Brewer, Higgins, and Teeney argue that individual Christians who formed their own organizations and networks did the most effective work for peace during the Troubles and the peace process by engaging more effectively at the grassroots. They formed relationships with people at an individual level and nursed processes of personal transformation by creating safe spaces for discussion, self-discovery, and support. The authors’ finding coincides with the experiences of those interviewed in Ex-Combatants, Religion and Peace and highlights sociological factors that contributed to these individuals’ success: Small groups have more freedom and flexibility to develop radical ideas than large institutions. They also can move more quickly to respond to immediate needs. So, while church leaders were busy issuing statements that were largely ignored, networks of activists were busy on the ground. Some of the public controversy around the book could have been muted had the authors done more to highlight these structural features that diminished the churches’ effectiveness.
Beyond its condemnation of the institutional churches, Religion, Civil Society and Peace in Northern Ireland makes four key contributions to understanding religion, violence, and peace in Northern Ireland.
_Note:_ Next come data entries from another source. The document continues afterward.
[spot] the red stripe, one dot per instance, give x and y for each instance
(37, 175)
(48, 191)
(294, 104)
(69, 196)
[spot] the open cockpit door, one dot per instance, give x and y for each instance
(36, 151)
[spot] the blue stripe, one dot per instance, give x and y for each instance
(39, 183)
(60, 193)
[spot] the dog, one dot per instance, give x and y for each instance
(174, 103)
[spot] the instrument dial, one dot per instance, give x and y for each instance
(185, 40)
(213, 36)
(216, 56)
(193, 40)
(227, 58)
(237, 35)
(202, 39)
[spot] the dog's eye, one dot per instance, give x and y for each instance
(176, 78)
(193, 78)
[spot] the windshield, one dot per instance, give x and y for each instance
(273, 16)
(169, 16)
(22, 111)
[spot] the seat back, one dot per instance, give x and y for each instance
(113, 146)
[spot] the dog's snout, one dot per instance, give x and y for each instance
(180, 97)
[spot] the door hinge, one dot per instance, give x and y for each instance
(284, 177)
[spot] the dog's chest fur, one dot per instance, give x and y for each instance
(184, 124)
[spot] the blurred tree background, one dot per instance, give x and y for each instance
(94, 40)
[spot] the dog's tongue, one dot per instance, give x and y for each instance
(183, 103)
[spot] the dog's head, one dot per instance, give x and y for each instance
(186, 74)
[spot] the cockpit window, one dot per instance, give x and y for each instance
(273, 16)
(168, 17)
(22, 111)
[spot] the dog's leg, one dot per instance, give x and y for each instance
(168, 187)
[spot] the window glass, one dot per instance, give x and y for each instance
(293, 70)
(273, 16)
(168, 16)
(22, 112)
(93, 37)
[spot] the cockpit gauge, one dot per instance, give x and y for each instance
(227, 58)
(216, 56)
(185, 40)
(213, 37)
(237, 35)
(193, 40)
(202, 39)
First, it highlights the disproportionate presence of evangelicals in effective peacemaking. Evangelicals did much of the heavy work in critiquing the Calvinist concepts that have undergirded Northern Ireland’s wider Protestant identity, including depictions of Protestants as a “chosen people” who possessed a right to the “promised land.” These critiques led to public calls for repentance by evangelicals from groups such as Evangelical Contribution on Northern Ireland. The focus on evangelicals’ contributions to peacemaking corrects scholars’ over-emphasis on the destructiveness of Paisley’s fundamentalist evangelicalism, and their overly-optimistic assessments of ecumenical peacemaking. Second, it includes the most detailed analysis to-date of the role of individual Catholic clergy in brokering secret peace talks. It provides in particular new information and insights into how the clergy at Clonard Monastery brokered the talks that helped bring Sinn Féin into the political process. Third, it explores the significance of Methodists as mediators, arguing that as the smallest of the four “main churches” it had more freedom to take risks, for example by authorizing and supporting its clergy if they were willing to dialogue with people and groups the wider Protestant community considered “beyond the pale.” Finally, it argues that Christian discourse about relationships as the key to reconciliation has not aided the peace process because it has distracted Christian peacemakers from dismantling the social and political structures that fueled violence and that continue to perpetuate division.
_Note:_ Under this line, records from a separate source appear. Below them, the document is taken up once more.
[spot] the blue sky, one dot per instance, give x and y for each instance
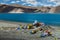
(32, 2)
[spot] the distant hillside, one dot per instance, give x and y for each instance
(15, 8)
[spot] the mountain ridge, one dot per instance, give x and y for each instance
(16, 8)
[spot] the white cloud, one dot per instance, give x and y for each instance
(17, 1)
(24, 4)
(32, 2)
(6, 0)
(57, 2)
(13, 2)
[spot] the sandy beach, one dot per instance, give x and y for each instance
(23, 34)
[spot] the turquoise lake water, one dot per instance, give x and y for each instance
(49, 19)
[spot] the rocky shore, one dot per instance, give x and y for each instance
(23, 34)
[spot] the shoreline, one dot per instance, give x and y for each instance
(20, 34)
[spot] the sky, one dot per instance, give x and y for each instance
(32, 2)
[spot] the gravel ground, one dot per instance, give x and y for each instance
(23, 34)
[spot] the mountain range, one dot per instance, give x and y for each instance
(16, 8)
Christian individuals and organizations built relationships, reworked theologies, and contributed to multiple small changes.
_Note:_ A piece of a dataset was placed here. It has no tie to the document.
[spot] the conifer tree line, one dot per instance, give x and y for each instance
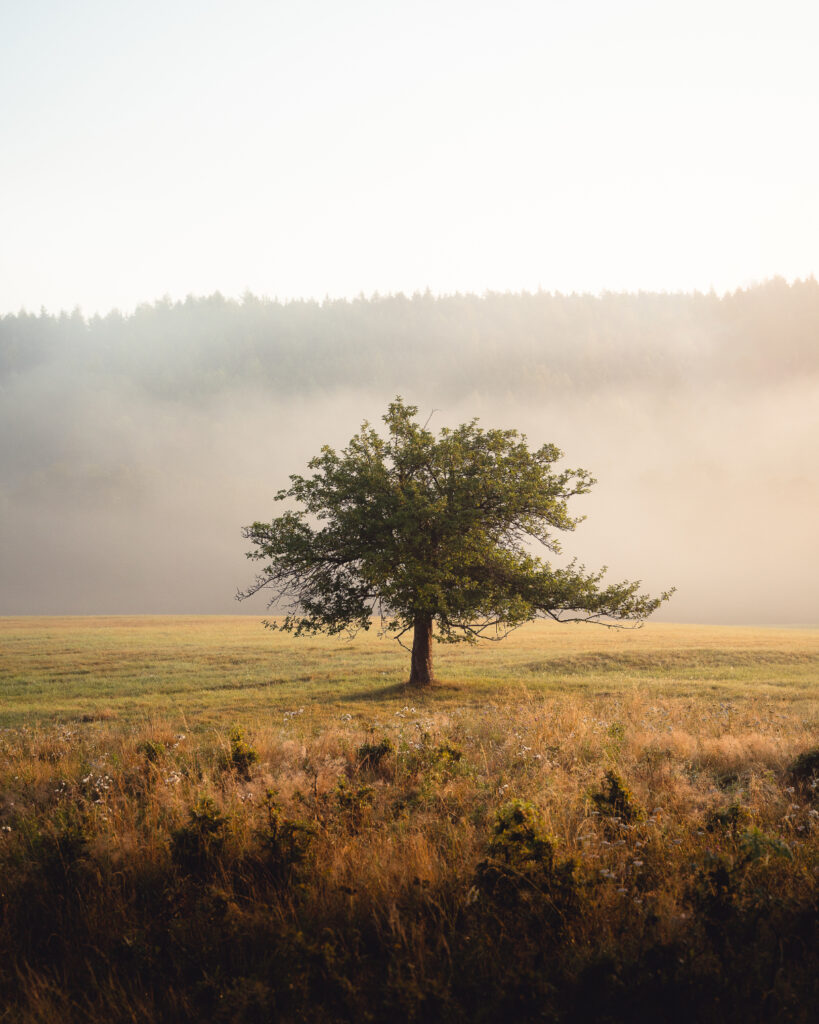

Despite their assessment that religion has been used to perpetuate violence and division, the authors of Ex-Combatants, Religion and Peace and Religion, Civil Society and Peace conclude that this need not always be so. In Northern Ireland, religious peacemaking did not mean praying and waiting for the Reverend Ian Paisley to surprise everyone and enter into government with Sinn Féin. Rather, Christian individuals and organizations built relationships, reworked theologies, and contributed to multiple small changes in the identities and perceptions of people at the grassroots level. Religious peacemakers often lacked the support of their institutional churches, to be sure, and they did not adequately address the structural aspects of conflict. But like Paisley, the additional steps they might one day take for peace could surprise us yet.